Did the conference speech begin to change that? Asked for the Observer poll which of the three party leaders had a clear vision for the country, respondents left Miliband trailing Cameron, albeit slightly. With that in mind, putting aside the nine references to the word 'vision' in his speech, Miliband certainly succeeded in giving a clear label to his ambitions: One Nation. The critical task now is to put meat on the bones: what in practice 'One Nation' would mean for the everyday lives of northern voters. Dizzy. One Nation worked for him. Photograph: John Jabez Edwin Mayall/Getty Images
Asked which of the party leaders they would describe as weak, the polling for the Observer found Miliband trailing David Cameron significantly in the north and the Prime Minister also leading the Labour leader on who people feel is most competent. Addressing this point, Miliband launched a stinging and unambiguous attack on the Government, asking delegates:
Have you ever seen a more incompetent, hopeless, out of touch, u-turning, pledge-breaking, make it up as you go along, back of the envelope, miserable shower than this Prime Minister and this Government?
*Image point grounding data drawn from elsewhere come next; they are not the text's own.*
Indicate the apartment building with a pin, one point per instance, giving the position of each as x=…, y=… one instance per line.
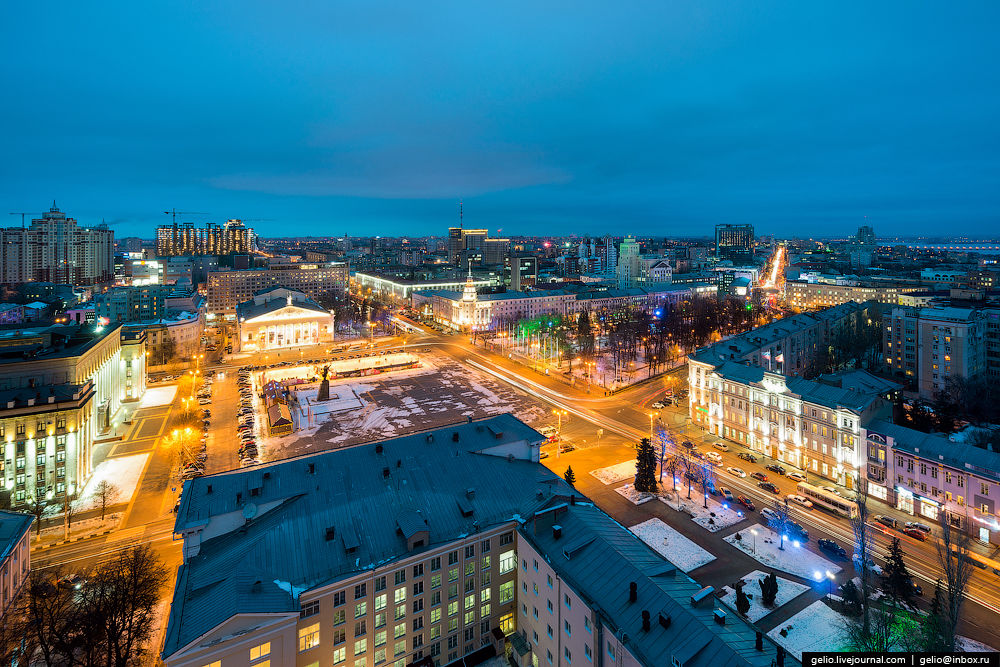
x=15, y=556
x=926, y=346
x=814, y=426
x=61, y=386
x=803, y=295
x=228, y=289
x=57, y=249
x=212, y=239
x=787, y=346
x=927, y=475
x=370, y=556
Expect Labour over the next two and half years to hammer home the point still further, using every opportunity available to crystallise in people's minds an association between the words 'incompetent' and 'Government'.
The good news for Miliband, particularly following Nick Clegg's admission last week that he had let people down by being unable to keep to his pledges on tuition fees, was that the Observer's poll put the Labour leader clearly ahead when voters were asked which party leader was most trustworthy. Whilst unlikely to use the same words, Miliband has space to carve out the position developed by Blair that he is a 'pretty straight kind of guy'. Public trust is likely to prove a major issue come the next election, even bigger than it is already.
Similarly, the 'One Nation' argument has the potential to tap into the belief in northern England that Miliband most cares about all sections of society, from, as he argued on Tuesday the
small business struggling against the odds to the home help struggling against the cuts.
Most significantly, with the battle over the economy always central to British politics, Labour will have been encouraged that Miliband and Ed Balls are seen in the north as a better team for the boardroom of UK PLC.
Being in opposition is difficult. You can say but not do, and opposition leaders always have trouble projecting themselves as future Prime Ministers. The person already in Number 10 at the time by default looks and sound more Prime Ministerial.
That said, Miliband needed a speech which got him noticed and articulated a vision, clear and free from policy mumo-jumbo, which Labour activists can now sell on the doorstop. That much he achieved. The questions now are what One Nation Labour would actually do with the levers of powers and crucially whether you, the voter, are convinced. For the politicians, that's the hard bit.